Die hat sich denn auch im September letzten Jahres erneut auf einer Innenministerkonferenz (IMK) mit der Frage befaßt und war tatsächlich mehrheitlich zu der Auffassung gelangt, die Länder sollten noch einmal einen zweiten Anlauf ohne das BKA machen. Während die Bundes-SPD in Bonn sich die Forderung ihrer Berliner Vertreter zu eigen gemacht hat, das BKA solle gefälligst die Federführung bei den Ermittlungen zur Regierungs- und Vereinigungskriminalität übernehmen, beschloß die IMK unter Vorsitz des saarländischen Innenministers Läpple (SPD) die Einrichtung einer Arbeitsgruppe, die erst einmal den Bedarf in Berlin ermitteln soll.

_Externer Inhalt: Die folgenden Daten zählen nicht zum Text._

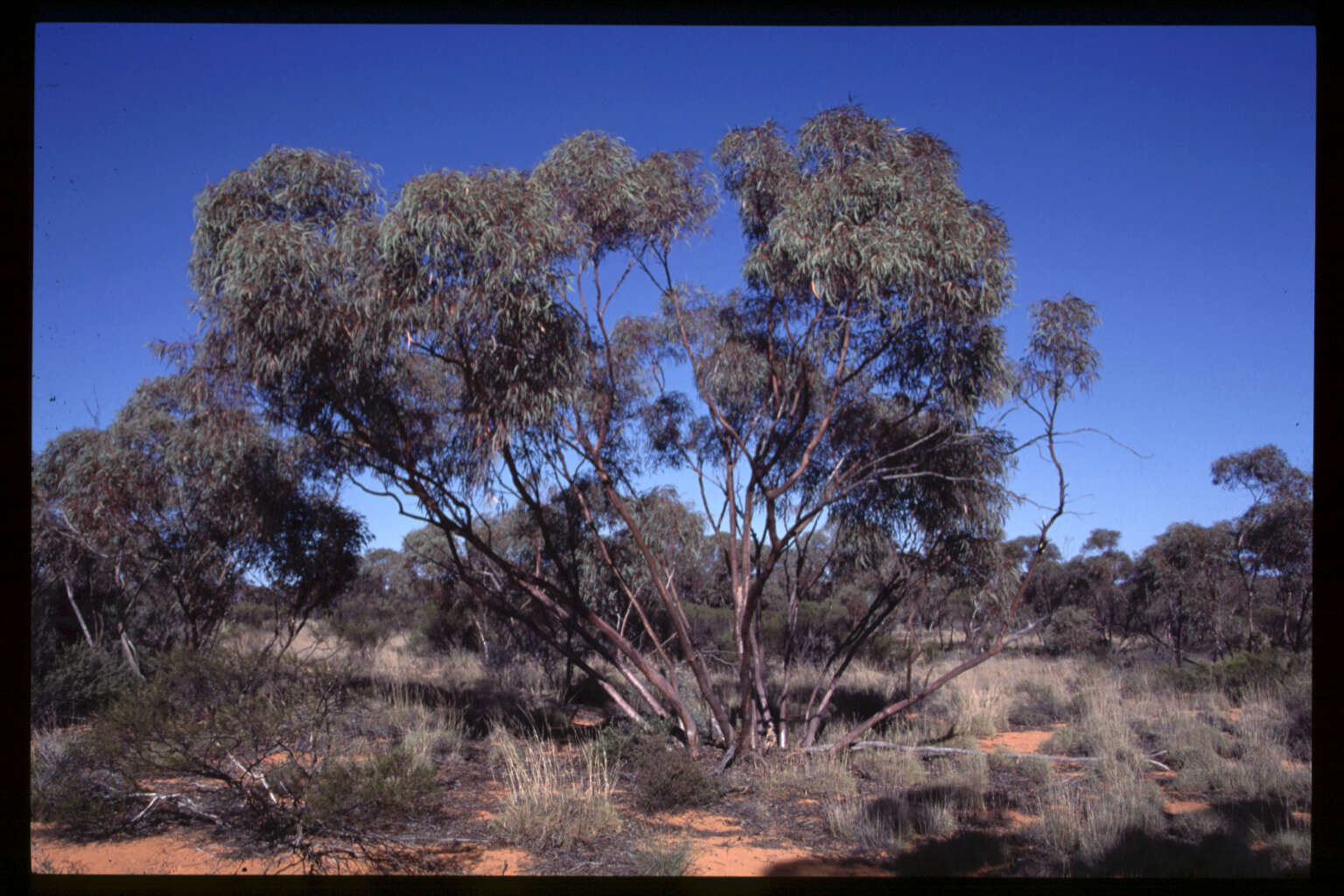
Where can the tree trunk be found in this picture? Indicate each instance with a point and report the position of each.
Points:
(70, 595)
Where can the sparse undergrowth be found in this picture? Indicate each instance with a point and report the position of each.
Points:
(353, 765)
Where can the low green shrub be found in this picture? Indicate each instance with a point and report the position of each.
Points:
(1071, 630)
(386, 788)
(1184, 680)
(1243, 672)
(819, 777)
(549, 805)
(672, 780)
(1038, 703)
(75, 682)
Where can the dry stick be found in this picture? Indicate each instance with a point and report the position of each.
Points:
(883, 745)
(183, 800)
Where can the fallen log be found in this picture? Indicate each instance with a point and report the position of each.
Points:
(883, 745)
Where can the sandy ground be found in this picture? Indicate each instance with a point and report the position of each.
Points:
(719, 848)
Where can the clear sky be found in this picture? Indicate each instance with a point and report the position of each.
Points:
(1166, 175)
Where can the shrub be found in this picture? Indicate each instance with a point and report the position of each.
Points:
(820, 777)
(663, 860)
(1038, 704)
(360, 794)
(1071, 630)
(889, 821)
(547, 806)
(1245, 672)
(74, 684)
(1186, 680)
(70, 786)
(672, 780)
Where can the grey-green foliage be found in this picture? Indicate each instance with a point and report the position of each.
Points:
(464, 348)
(172, 506)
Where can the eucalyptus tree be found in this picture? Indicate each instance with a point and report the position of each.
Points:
(463, 348)
(1273, 535)
(1184, 580)
(179, 500)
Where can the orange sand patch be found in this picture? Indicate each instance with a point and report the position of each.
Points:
(1183, 806)
(694, 821)
(158, 855)
(1016, 740)
(499, 861)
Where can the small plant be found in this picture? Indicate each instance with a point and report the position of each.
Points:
(1038, 703)
(865, 823)
(887, 822)
(890, 768)
(73, 786)
(1071, 629)
(822, 777)
(980, 707)
(964, 780)
(386, 788)
(663, 860)
(550, 806)
(672, 780)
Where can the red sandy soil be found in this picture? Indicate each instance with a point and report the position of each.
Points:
(719, 846)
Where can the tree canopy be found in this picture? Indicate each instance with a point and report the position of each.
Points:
(466, 348)
(179, 501)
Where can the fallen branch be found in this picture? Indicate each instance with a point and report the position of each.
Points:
(883, 745)
(182, 800)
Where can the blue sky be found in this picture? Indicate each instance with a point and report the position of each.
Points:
(1167, 175)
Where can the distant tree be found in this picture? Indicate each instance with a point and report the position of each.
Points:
(1105, 571)
(173, 506)
(1273, 535)
(464, 349)
(1186, 578)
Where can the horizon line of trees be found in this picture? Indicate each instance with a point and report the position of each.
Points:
(844, 421)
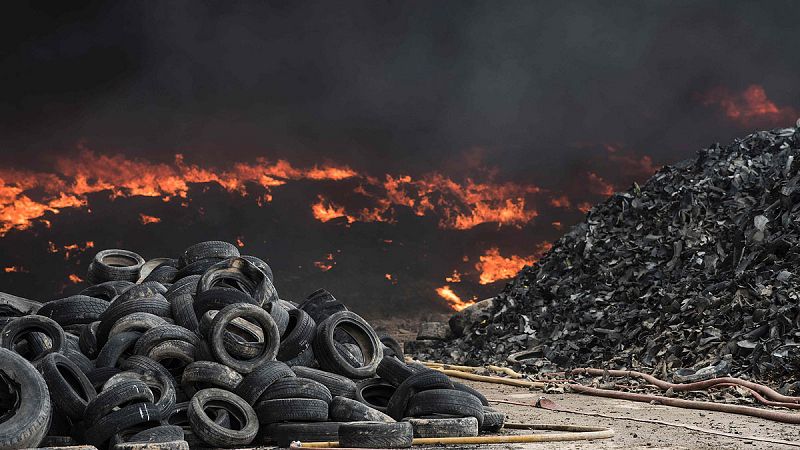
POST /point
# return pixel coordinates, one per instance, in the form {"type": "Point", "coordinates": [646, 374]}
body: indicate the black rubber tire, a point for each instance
{"type": "Point", "coordinates": [291, 410]}
{"type": "Point", "coordinates": [244, 275]}
{"type": "Point", "coordinates": [445, 401]}
{"type": "Point", "coordinates": [124, 392]}
{"type": "Point", "coordinates": [147, 289]}
{"type": "Point", "coordinates": [74, 310]}
{"type": "Point", "coordinates": [217, 298]}
{"type": "Point", "coordinates": [376, 435]}
{"type": "Point", "coordinates": [321, 304]}
{"type": "Point", "coordinates": [443, 427]}
{"type": "Point", "coordinates": [393, 371]}
{"type": "Point", "coordinates": [161, 333]}
{"type": "Point", "coordinates": [106, 291]}
{"type": "Point", "coordinates": [337, 384]}
{"type": "Point", "coordinates": [374, 393]}
{"type": "Point", "coordinates": [463, 387]}
{"type": "Point", "coordinates": [201, 375]}
{"type": "Point", "coordinates": [185, 285]}
{"type": "Point", "coordinates": [129, 416]}
{"type": "Point", "coordinates": [20, 326]}
{"type": "Point", "coordinates": [300, 333]}
{"type": "Point", "coordinates": [296, 387]}
{"type": "Point", "coordinates": [348, 410]}
{"type": "Point", "coordinates": [261, 265]}
{"type": "Point", "coordinates": [392, 344]}
{"type": "Point", "coordinates": [68, 386]}
{"type": "Point", "coordinates": [29, 423]}
{"type": "Point", "coordinates": [259, 380]}
{"type": "Point", "coordinates": [418, 382]}
{"type": "Point", "coordinates": [115, 347]}
{"type": "Point", "coordinates": [208, 249]}
{"type": "Point", "coordinates": [87, 341]}
{"type": "Point", "coordinates": [160, 434]}
{"type": "Point", "coordinates": [279, 314]}
{"type": "Point", "coordinates": [115, 265]}
{"type": "Point", "coordinates": [214, 434]}
{"type": "Point", "coordinates": [251, 313]}
{"type": "Point", "coordinates": [284, 433]}
{"type": "Point", "coordinates": [493, 421]}
{"type": "Point", "coordinates": [331, 359]}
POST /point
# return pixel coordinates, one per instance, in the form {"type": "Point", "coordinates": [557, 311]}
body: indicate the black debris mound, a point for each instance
{"type": "Point", "coordinates": [699, 268]}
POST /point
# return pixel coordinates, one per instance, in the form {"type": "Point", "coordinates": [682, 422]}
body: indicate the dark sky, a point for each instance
{"type": "Point", "coordinates": [387, 87]}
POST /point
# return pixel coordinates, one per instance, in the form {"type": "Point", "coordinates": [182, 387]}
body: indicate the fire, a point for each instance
{"type": "Point", "coordinates": [69, 185]}
{"type": "Point", "coordinates": [452, 299]}
{"type": "Point", "coordinates": [145, 219]}
{"type": "Point", "coordinates": [750, 107]}
{"type": "Point", "coordinates": [494, 267]}
{"type": "Point", "coordinates": [74, 278]}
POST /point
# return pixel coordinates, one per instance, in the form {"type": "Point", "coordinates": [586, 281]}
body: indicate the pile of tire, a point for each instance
{"type": "Point", "coordinates": [200, 351]}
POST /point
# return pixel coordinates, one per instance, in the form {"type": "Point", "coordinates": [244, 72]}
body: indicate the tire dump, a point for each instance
{"type": "Point", "coordinates": [691, 277]}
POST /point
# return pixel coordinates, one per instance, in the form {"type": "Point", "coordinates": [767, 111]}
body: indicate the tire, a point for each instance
{"type": "Point", "coordinates": [106, 291]}
{"type": "Point", "coordinates": [445, 401]}
{"type": "Point", "coordinates": [300, 332]}
{"type": "Point", "coordinates": [348, 410]}
{"type": "Point", "coordinates": [285, 433]}
{"type": "Point", "coordinates": [74, 310]}
{"type": "Point", "coordinates": [29, 324]}
{"type": "Point", "coordinates": [205, 374]}
{"type": "Point", "coordinates": [444, 427]}
{"type": "Point", "coordinates": [321, 304]}
{"type": "Point", "coordinates": [337, 384]}
{"type": "Point", "coordinates": [244, 275]}
{"type": "Point", "coordinates": [393, 371]}
{"type": "Point", "coordinates": [418, 382]}
{"type": "Point", "coordinates": [117, 310]}
{"type": "Point", "coordinates": [124, 392]}
{"type": "Point", "coordinates": [246, 311]}
{"type": "Point", "coordinates": [217, 298]}
{"type": "Point", "coordinates": [208, 249]}
{"type": "Point", "coordinates": [296, 387]}
{"type": "Point", "coordinates": [214, 434]}
{"type": "Point", "coordinates": [279, 314]}
{"type": "Point", "coordinates": [161, 333]}
{"type": "Point", "coordinates": [29, 423]}
{"type": "Point", "coordinates": [69, 387]}
{"type": "Point", "coordinates": [115, 265]}
{"type": "Point", "coordinates": [259, 380]}
{"type": "Point", "coordinates": [493, 421]}
{"type": "Point", "coordinates": [291, 410]}
{"type": "Point", "coordinates": [329, 357]}
{"type": "Point", "coordinates": [463, 387]}
{"type": "Point", "coordinates": [106, 427]}
{"type": "Point", "coordinates": [374, 393]}
{"type": "Point", "coordinates": [182, 307]}
{"type": "Point", "coordinates": [376, 435]}
{"type": "Point", "coordinates": [116, 346]}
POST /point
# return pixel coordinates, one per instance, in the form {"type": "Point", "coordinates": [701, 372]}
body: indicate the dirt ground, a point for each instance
{"type": "Point", "coordinates": [630, 434]}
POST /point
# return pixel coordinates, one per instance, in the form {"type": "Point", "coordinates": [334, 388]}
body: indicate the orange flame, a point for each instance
{"type": "Point", "coordinates": [750, 107]}
{"type": "Point", "coordinates": [145, 219]}
{"type": "Point", "coordinates": [494, 267]}
{"type": "Point", "coordinates": [453, 300]}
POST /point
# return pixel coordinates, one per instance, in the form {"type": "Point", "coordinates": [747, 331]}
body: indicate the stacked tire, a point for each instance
{"type": "Point", "coordinates": [200, 351]}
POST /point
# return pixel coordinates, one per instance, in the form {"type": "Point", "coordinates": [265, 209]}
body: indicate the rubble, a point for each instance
{"type": "Point", "coordinates": [694, 271]}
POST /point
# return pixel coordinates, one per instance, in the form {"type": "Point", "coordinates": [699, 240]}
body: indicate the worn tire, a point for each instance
{"type": "Point", "coordinates": [28, 425]}
{"type": "Point", "coordinates": [443, 427]}
{"type": "Point", "coordinates": [376, 435]}
{"type": "Point", "coordinates": [332, 360]}
{"type": "Point", "coordinates": [214, 434]}
{"type": "Point", "coordinates": [337, 384]}
{"type": "Point", "coordinates": [291, 410]}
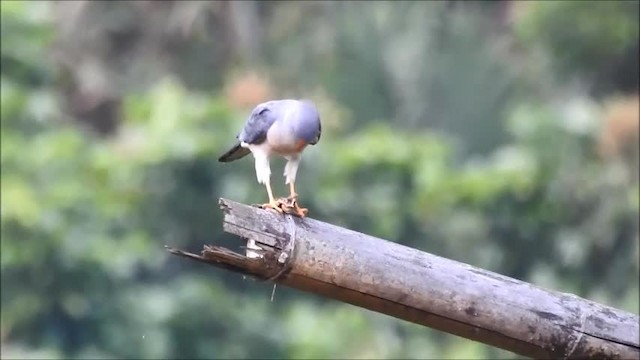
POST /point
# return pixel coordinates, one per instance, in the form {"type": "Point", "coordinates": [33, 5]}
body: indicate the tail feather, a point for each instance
{"type": "Point", "coordinates": [235, 153]}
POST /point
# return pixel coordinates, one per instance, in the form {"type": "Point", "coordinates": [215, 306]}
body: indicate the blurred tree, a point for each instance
{"type": "Point", "coordinates": [443, 132]}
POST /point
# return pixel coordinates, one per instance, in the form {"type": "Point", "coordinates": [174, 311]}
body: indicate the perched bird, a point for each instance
{"type": "Point", "coordinates": [278, 127]}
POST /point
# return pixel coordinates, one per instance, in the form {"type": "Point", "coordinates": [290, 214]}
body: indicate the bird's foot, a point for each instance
{"type": "Point", "coordinates": [275, 205]}
{"type": "Point", "coordinates": [290, 206]}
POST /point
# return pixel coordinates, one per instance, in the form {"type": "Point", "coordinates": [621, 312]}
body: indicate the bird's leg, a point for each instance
{"type": "Point", "coordinates": [272, 204]}
{"type": "Point", "coordinates": [292, 189]}
{"type": "Point", "coordinates": [293, 201]}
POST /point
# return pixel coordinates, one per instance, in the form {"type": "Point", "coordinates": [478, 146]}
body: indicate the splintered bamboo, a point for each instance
{"type": "Point", "coordinates": [426, 289]}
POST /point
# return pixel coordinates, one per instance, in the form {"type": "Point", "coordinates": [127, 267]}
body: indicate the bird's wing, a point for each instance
{"type": "Point", "coordinates": [255, 130]}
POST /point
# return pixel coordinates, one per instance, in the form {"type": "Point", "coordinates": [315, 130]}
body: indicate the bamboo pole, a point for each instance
{"type": "Point", "coordinates": [416, 286]}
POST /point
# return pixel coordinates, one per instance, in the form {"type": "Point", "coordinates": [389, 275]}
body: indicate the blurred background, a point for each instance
{"type": "Point", "coordinates": [503, 134]}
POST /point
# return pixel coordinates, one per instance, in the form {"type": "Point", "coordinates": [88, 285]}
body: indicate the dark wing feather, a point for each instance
{"type": "Point", "coordinates": [255, 130]}
{"type": "Point", "coordinates": [235, 153]}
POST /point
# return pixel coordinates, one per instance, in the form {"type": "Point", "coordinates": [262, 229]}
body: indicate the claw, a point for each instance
{"type": "Point", "coordinates": [290, 206]}
{"type": "Point", "coordinates": [275, 205]}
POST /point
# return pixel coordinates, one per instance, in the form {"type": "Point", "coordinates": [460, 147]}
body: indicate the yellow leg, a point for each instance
{"type": "Point", "coordinates": [293, 201]}
{"type": "Point", "coordinates": [272, 202]}
{"type": "Point", "coordinates": [292, 188]}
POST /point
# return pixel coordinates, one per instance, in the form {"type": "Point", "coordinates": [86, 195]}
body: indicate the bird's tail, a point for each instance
{"type": "Point", "coordinates": [235, 153]}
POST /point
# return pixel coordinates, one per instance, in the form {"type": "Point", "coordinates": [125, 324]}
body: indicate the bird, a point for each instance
{"type": "Point", "coordinates": [278, 128]}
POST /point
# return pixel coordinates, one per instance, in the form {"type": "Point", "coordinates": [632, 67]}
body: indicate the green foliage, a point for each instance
{"type": "Point", "coordinates": [85, 217]}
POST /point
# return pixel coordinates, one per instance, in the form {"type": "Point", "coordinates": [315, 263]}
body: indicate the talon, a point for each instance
{"type": "Point", "coordinates": [273, 205]}
{"type": "Point", "coordinates": [302, 212]}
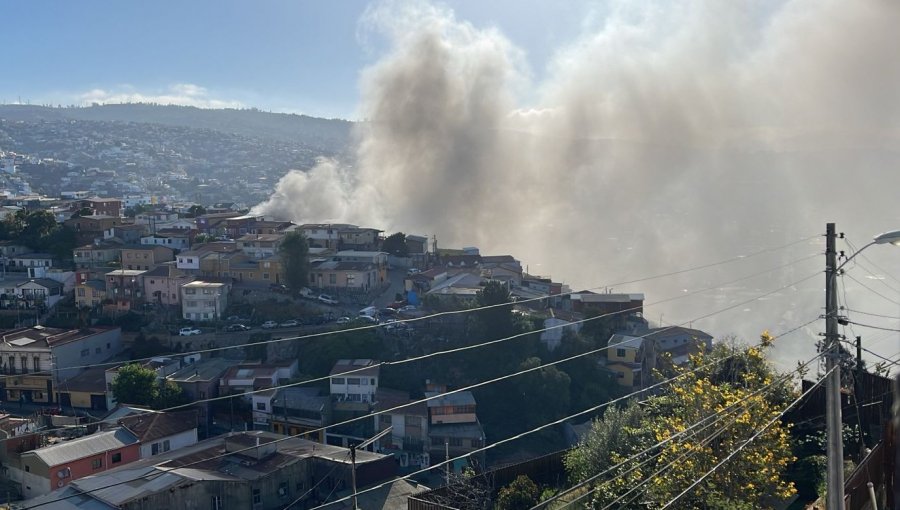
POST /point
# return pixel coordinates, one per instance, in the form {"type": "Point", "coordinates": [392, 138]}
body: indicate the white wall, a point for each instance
{"type": "Point", "coordinates": [176, 441]}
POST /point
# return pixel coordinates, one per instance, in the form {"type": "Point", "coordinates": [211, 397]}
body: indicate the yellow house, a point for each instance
{"type": "Point", "coordinates": [625, 358]}
{"type": "Point", "coordinates": [90, 293]}
{"type": "Point", "coordinates": [264, 271]}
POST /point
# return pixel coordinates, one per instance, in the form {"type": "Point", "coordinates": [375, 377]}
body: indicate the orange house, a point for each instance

In dieser Arbeitsgruppe, zu der die Innenstaatssekretäre aus Bayern, Niedersachsen, NRW, Mecklenburg-Vorpommern, Brandenburg und Berlin gehören, einigte man sich gegen den Widerstand aus Berlin darauf, daß bei einem Gesamtbedarf von 480 Beamten 210 aus den alten Bundesländern abgestellt werden sollen. Für die verbleibenden 270 sei Berlin zuständig. Ein Vorschlag, den die Berliner Polizeiführung als Zumutung zurückweist. Es sei völlig undenkbar, zu den 130 bereits eingesetzten Beamten nochmals 140 aus anderen Bereichen abzuziehen. Eine Entscheidung soll nun die Innenministerkonferenz im Mai bringen. Bis dahin passiert erst mal das bereits Übliche, nämlich gar nichts.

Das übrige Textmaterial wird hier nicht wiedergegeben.